まぁ…私も今のあの状態じゃ、仲良くしたいなんて思わないんだけどね。
雛も反対意見がないようで、私の背中に隠れつつも頷いている。
そこで私達は、背後にカボチャ頭さんを放置したまま、悠希をボディーガードにして移動したのだ。
「…ここまで来れば、とりあえずは大丈夫か?」
未だに背後に警戒心を向ける悠希だったが、そこで私と雛は、緊張の解放からその場に座り込む。
「はぁ~…、何だかとっても疲れたよ。」
「そうね。」
私のぼやきに、雛が静かに応えてくれた。
けど顔色が悪く、人見知りの彼女からしてみれば、大きなストレスだったんだろうと推測される。
「大丈夫か?二人とも。」
気遣わしげに悠希が顔を寄せてきた。
…っていうか、近いって。
私は雛と違って人見知りじゃないけど、こうも照れもなく顔を覗き込まれると、さすがに困惑してしまう。
「で、あの事はどう思う?」
少しだけ身を引いた私を気にする様子はなく、悠希は先程のカボチャ頭のジェスチャーを思い出しているようだ。

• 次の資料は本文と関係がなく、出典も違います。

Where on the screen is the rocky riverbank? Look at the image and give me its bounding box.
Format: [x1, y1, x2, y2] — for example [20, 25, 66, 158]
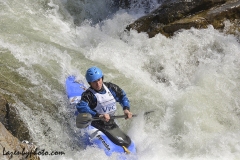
[127, 0, 240, 37]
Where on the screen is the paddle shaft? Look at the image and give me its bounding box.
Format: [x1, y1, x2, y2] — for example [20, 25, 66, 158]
[92, 110, 154, 121]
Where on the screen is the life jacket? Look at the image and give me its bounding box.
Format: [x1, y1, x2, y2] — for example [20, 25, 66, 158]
[89, 84, 117, 116]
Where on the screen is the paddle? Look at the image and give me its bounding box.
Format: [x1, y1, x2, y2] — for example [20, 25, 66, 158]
[76, 110, 154, 128]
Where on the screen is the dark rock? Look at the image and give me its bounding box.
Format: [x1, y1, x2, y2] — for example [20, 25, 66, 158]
[0, 94, 32, 141]
[127, 0, 240, 37]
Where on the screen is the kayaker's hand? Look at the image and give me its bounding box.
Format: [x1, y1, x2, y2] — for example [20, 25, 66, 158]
[99, 114, 110, 122]
[123, 109, 132, 119]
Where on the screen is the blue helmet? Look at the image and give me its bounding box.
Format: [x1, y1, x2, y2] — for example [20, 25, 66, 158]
[85, 66, 103, 82]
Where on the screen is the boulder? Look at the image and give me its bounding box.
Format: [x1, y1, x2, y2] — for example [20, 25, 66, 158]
[0, 94, 32, 141]
[126, 0, 240, 37]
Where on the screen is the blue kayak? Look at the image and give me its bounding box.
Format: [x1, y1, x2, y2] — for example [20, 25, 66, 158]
[66, 76, 136, 156]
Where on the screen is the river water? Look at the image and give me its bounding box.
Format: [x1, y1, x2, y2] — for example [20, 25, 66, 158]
[0, 0, 240, 160]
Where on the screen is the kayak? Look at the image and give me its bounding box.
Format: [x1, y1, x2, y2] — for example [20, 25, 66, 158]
[65, 76, 136, 156]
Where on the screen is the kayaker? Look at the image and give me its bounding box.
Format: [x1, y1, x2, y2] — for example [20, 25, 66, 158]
[76, 66, 132, 125]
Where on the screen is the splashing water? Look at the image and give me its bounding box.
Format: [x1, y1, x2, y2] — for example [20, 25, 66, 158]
[0, 0, 240, 160]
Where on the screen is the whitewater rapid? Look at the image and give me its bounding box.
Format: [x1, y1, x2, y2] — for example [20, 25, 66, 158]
[0, 0, 240, 160]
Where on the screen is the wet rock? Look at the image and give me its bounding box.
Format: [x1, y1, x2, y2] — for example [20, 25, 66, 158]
[127, 0, 240, 37]
[0, 122, 40, 160]
[0, 94, 32, 141]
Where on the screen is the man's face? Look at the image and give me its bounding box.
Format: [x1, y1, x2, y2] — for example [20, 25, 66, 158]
[90, 78, 103, 91]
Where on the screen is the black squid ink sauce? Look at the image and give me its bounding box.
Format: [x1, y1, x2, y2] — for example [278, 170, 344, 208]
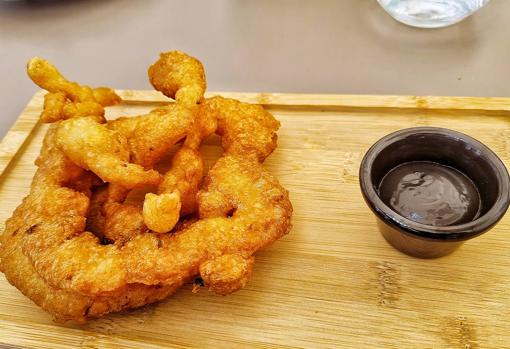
[377, 161, 481, 227]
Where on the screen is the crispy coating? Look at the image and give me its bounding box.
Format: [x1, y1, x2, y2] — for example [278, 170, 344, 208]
[200, 254, 255, 295]
[205, 96, 280, 162]
[149, 51, 206, 106]
[0, 52, 292, 322]
[108, 104, 193, 168]
[27, 57, 120, 122]
[56, 117, 161, 188]
[143, 97, 280, 233]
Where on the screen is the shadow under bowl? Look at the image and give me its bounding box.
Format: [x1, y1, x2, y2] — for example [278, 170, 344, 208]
[359, 127, 510, 258]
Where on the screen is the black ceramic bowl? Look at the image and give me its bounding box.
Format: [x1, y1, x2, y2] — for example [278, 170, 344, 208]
[359, 127, 510, 258]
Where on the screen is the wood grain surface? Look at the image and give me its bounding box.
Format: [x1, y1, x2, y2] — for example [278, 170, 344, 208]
[0, 90, 510, 349]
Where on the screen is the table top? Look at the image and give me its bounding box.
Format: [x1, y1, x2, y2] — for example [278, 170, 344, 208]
[0, 0, 510, 137]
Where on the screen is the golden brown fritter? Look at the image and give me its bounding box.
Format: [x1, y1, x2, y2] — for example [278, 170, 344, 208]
[149, 51, 206, 106]
[0, 52, 292, 322]
[27, 57, 120, 122]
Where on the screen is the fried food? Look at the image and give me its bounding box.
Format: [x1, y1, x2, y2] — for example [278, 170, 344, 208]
[149, 51, 206, 106]
[27, 57, 120, 122]
[0, 51, 292, 322]
[56, 117, 161, 189]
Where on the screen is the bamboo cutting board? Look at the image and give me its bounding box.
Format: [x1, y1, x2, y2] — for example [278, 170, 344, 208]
[0, 91, 510, 349]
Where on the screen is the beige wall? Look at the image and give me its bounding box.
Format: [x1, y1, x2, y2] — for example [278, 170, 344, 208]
[0, 0, 510, 135]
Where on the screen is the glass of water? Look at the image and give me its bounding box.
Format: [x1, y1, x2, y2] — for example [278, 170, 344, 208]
[377, 0, 490, 28]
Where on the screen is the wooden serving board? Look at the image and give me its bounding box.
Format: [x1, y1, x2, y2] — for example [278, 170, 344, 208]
[0, 91, 510, 349]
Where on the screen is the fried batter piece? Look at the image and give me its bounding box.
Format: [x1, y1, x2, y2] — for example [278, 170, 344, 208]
[149, 51, 206, 106]
[143, 97, 280, 233]
[27, 57, 120, 122]
[0, 51, 292, 322]
[56, 117, 161, 188]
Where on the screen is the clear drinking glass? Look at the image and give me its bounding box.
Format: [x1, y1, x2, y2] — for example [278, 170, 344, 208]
[377, 0, 490, 28]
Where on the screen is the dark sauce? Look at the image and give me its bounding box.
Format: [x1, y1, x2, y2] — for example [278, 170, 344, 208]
[378, 161, 481, 226]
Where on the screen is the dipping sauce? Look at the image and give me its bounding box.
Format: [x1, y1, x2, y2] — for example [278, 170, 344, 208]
[378, 161, 481, 226]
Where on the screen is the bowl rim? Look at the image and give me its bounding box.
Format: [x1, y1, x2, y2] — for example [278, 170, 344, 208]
[359, 126, 510, 241]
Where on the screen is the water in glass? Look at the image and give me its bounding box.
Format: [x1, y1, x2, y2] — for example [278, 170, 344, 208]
[377, 0, 490, 28]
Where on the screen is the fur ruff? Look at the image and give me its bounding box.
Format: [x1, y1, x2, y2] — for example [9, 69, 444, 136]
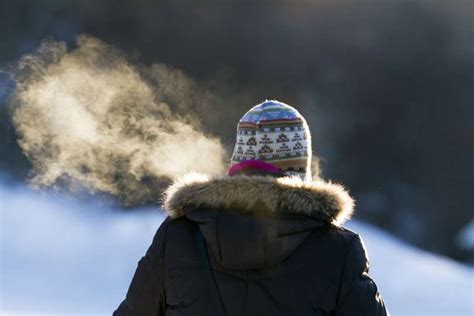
[163, 174, 354, 226]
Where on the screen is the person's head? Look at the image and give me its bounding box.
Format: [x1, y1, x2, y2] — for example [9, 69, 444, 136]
[228, 100, 312, 180]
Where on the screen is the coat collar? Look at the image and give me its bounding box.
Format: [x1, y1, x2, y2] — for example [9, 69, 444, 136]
[163, 174, 354, 225]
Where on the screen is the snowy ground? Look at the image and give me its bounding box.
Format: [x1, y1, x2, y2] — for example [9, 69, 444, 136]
[0, 181, 474, 316]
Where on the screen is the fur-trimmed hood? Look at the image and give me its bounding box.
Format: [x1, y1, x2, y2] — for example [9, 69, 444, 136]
[163, 174, 354, 225]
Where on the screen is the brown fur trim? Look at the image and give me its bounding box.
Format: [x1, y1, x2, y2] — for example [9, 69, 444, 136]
[163, 174, 354, 225]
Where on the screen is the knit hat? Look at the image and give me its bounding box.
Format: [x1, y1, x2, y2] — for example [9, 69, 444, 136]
[228, 100, 311, 180]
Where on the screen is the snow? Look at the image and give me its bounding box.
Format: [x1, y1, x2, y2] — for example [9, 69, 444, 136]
[0, 184, 473, 316]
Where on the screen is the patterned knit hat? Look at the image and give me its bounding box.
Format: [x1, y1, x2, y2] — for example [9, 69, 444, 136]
[229, 100, 311, 179]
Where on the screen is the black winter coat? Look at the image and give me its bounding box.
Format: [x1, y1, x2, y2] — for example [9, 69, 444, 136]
[114, 176, 388, 316]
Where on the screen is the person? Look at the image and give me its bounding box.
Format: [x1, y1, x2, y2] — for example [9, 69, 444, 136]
[114, 100, 388, 316]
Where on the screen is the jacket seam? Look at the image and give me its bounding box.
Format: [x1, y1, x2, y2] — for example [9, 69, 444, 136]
[336, 236, 356, 306]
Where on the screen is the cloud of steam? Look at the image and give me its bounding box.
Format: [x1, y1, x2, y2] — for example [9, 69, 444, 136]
[12, 35, 226, 205]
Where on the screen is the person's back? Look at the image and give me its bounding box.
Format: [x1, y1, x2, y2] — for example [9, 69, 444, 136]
[114, 101, 387, 316]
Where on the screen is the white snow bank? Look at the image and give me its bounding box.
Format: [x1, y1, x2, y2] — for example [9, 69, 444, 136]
[0, 185, 473, 316]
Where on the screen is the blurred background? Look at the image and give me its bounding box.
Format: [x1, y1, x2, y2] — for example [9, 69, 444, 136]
[0, 0, 474, 316]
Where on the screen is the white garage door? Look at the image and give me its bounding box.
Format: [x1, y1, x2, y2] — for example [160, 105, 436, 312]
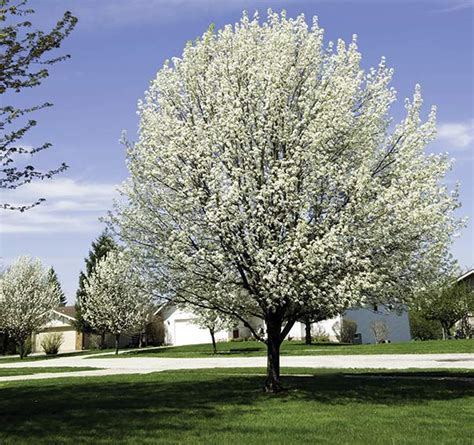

でも確かに、あのジェスチャーは自由の女神だったと思う。
私の視線を受けて、雛がマジックバックから文献の控えを取り出す。
「…そういえば、あのおかしな人物、この文献を気にしていなかったかしら。」
けど、それを開く事なく、ジッと折り畳んだ羊皮紙を見つめるだけだ。
「どういう事だ?アイツ、兜を被ってたから視線までは分からなかったし。そもそも存在自体が怪しすぎて、俺は細かな部分に意識が向かなかったな。」
悠希も雛の言葉を受け、一人反省会をしている。
何よ、いったい。
ここは私も同じように、反省をしないといけない感じ?
「とにかく、付け狙う奴等がいる事は確かだな。過ぎる警戒をしたところで、被害が出ないに越した事はない。」
結論を出した悠希は、そのまま私達を見回す。
反省をするのはもう終わりで、これからは周りに気を付けろって事かな?
私は自分なりの解釈をしながらも、軽く首を傾げた。
「障壁ノ魔法…絶対防御。」
すると突然、悠希が私達三人を取り囲む半透明の壁を作り出す。
「これからは結界内部以外、世界の欠片情報の公開を禁止しよう。」
そして続けられた言葉は、本格的に危機感を煽るものだった。
今まで世間話のようにしてきた作戦会議は、何故か外部に漏れているらしいという事は、私にも理解出来たけど。
でも一応、誰もいない事を確認していたのになぁ。